Algo me diz que, a curto prazo, as broncas vão começar.

 

26.3.19

OS RIDÍCULOS

 

 

 

 

Estou de acordo com o camarada Francisco Assis - o único socialista que nunca foi à bola com a geringonça - quando diz que não conhece o pensamento do Medina nem o do Pedro Marques. Daqui lanço um apelo a quem conheça coisas tais, ou a quem, ao menos, saiba se existem, para que me esclereçam - e ao Assis.

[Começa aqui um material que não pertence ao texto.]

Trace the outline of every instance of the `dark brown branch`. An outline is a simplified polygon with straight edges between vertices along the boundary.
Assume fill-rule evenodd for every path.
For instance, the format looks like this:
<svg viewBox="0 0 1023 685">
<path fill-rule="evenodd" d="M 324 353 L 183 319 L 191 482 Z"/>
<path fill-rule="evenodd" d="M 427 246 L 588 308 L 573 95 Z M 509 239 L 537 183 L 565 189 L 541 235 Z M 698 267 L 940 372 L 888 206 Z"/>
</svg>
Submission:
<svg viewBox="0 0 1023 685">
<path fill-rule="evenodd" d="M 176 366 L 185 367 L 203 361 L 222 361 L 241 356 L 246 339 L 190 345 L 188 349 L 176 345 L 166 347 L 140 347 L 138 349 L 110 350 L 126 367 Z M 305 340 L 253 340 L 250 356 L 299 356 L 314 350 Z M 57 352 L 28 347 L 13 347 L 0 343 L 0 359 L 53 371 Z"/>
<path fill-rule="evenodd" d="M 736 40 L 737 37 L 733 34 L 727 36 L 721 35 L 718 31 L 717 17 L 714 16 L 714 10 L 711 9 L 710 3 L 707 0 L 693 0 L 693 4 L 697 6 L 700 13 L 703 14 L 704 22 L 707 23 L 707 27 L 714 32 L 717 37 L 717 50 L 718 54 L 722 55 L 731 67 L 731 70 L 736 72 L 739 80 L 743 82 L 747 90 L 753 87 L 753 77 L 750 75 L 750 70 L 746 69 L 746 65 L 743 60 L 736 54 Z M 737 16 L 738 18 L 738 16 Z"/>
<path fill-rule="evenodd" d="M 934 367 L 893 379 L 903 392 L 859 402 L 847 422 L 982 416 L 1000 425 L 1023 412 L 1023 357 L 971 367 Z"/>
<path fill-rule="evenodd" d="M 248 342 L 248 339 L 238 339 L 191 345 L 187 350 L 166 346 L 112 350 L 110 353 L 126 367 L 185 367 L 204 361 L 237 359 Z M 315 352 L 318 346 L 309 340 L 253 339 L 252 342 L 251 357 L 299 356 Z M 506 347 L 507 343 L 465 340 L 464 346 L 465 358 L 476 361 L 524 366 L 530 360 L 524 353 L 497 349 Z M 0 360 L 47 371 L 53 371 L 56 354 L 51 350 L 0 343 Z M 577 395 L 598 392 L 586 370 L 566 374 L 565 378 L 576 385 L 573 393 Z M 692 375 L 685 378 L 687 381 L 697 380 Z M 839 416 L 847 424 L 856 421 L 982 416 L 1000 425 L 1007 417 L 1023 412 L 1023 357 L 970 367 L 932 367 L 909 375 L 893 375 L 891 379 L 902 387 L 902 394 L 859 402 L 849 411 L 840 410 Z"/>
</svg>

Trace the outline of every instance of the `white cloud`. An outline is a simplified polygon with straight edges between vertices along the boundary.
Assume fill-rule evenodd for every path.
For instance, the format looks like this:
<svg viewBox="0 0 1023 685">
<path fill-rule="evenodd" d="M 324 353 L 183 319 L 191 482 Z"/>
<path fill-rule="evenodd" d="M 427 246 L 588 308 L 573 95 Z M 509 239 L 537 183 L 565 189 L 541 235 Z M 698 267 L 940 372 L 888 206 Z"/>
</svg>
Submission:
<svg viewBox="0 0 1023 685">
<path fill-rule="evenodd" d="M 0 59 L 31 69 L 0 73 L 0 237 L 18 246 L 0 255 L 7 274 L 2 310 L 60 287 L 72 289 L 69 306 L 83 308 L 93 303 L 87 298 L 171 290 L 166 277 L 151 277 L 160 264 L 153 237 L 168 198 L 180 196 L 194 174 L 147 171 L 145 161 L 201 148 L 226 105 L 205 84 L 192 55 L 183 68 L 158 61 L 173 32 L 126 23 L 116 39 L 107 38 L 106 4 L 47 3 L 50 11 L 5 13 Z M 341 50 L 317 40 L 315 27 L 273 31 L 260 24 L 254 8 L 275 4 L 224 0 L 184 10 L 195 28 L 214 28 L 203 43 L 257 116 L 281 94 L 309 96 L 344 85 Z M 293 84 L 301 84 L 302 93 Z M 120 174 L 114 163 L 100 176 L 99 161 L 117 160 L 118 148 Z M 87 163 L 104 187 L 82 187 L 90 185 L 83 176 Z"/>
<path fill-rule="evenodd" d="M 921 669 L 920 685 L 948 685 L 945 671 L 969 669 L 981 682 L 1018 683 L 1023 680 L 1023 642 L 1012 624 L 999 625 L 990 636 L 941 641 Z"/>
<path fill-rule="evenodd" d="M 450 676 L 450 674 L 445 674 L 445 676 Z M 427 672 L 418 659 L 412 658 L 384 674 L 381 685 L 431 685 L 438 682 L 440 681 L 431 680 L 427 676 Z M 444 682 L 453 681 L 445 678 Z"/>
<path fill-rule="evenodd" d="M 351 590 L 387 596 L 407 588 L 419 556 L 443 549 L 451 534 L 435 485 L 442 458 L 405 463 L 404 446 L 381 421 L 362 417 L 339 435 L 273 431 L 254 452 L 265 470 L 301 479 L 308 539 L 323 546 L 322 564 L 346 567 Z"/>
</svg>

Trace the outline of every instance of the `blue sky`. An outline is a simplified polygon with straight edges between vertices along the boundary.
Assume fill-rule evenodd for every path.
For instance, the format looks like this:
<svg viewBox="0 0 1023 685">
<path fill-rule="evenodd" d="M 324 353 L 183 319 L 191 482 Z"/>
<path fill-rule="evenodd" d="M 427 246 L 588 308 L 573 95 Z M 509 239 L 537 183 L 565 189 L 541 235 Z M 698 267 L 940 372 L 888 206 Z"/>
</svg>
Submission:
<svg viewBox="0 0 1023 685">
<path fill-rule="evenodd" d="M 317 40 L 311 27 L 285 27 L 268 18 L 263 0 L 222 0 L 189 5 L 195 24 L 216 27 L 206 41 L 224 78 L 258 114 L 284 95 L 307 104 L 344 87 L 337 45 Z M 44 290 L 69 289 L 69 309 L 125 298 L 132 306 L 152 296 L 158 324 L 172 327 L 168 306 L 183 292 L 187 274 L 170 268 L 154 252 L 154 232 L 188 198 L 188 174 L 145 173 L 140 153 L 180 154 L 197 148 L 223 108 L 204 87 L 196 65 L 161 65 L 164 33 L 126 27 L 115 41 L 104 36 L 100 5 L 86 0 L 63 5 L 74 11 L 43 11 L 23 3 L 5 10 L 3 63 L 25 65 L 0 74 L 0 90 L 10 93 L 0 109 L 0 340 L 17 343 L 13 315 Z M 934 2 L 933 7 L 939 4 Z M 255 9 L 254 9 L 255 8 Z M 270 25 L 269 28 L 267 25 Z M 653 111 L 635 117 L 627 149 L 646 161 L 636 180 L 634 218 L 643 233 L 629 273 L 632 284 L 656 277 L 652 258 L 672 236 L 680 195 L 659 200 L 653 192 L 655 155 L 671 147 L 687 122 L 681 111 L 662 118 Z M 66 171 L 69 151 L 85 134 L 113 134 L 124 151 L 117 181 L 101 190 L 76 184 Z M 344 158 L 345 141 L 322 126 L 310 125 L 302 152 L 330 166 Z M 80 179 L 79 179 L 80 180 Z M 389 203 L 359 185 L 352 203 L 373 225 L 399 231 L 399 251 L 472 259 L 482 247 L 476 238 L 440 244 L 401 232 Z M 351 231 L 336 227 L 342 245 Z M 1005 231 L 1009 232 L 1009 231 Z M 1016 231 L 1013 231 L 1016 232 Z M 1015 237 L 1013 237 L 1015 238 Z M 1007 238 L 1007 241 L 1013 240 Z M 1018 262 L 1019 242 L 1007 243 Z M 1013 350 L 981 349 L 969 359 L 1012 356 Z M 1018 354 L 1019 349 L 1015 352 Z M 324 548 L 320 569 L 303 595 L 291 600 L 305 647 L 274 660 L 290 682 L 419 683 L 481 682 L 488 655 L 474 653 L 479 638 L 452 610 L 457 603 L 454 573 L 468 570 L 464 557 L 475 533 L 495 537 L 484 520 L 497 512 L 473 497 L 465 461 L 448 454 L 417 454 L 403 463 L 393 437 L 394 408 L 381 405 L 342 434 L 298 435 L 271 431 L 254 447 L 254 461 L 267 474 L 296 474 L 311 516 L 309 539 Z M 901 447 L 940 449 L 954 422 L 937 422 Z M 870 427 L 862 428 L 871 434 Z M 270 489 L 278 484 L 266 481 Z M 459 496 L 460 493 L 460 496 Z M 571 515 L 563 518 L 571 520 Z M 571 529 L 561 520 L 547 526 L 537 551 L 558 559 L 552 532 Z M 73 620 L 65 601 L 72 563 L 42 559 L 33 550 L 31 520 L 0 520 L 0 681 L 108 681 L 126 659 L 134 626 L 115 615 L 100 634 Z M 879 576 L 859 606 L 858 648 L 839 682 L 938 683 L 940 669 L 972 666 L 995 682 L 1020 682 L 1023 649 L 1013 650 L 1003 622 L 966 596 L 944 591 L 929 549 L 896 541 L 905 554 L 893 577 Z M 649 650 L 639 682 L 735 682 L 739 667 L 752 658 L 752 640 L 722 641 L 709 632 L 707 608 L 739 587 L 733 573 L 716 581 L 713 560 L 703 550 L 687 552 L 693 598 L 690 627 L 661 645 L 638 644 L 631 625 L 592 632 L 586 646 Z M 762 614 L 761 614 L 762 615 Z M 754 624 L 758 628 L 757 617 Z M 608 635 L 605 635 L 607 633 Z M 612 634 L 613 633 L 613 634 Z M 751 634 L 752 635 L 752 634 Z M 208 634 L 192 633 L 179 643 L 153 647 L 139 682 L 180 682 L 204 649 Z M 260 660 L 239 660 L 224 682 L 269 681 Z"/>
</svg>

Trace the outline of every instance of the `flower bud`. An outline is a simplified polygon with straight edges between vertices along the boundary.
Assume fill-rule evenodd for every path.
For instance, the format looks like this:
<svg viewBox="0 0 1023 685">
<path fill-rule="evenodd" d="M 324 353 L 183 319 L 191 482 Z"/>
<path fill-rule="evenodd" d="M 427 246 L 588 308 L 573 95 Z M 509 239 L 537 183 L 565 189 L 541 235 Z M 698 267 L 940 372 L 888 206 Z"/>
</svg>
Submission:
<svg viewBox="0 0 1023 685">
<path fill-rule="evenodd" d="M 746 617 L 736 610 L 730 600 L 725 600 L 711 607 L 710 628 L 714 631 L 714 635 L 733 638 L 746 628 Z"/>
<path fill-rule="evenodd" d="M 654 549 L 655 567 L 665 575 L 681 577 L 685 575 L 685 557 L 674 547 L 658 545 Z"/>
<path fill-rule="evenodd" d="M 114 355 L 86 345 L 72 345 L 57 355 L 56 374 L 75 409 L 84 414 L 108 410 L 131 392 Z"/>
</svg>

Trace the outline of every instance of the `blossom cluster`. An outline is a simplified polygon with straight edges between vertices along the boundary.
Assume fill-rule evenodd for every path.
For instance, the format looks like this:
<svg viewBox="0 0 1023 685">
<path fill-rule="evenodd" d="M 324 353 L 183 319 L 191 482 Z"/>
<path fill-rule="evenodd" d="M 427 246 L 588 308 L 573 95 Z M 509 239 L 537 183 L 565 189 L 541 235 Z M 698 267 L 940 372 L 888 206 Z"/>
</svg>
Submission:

E outro apelo: quem puder, dê um trabalhinho qualquer ao Assis, já que não é difícil perceber que, com o Costa, está irremediavelmente feito ao bife.

Do Medina, ainda poderemos dizer que tem feito umas obras, boas ou más, mas visíveis.

Ideias do Marques, zero, obras ainda menos, a não ser que se trate de obras por fazer. Destas, há até muitas que já “inaugurou”, perante assembleias várias de socialistas e outros pategos, com a colaboração atenta e obrigada das televisões e dos jornais. Um aldrabãozito de meia tijela. Ninguém mais adequado, no parecer do camarada Costa, seu colega no mercado das petas, para ser o patrão da candidatura socialista ao Parlamento Europeu, e até – imagine-se o inimaginável – para candidato português a um lugar de topo na lista dos membros da Comissão Europeia.

Espera-se que haja algum bom senso por parte de quem manda naquela coisa, de forma a não nos sujeitar a ter, na Comissão, um representante deste calibre. Para ridículo já basta o César.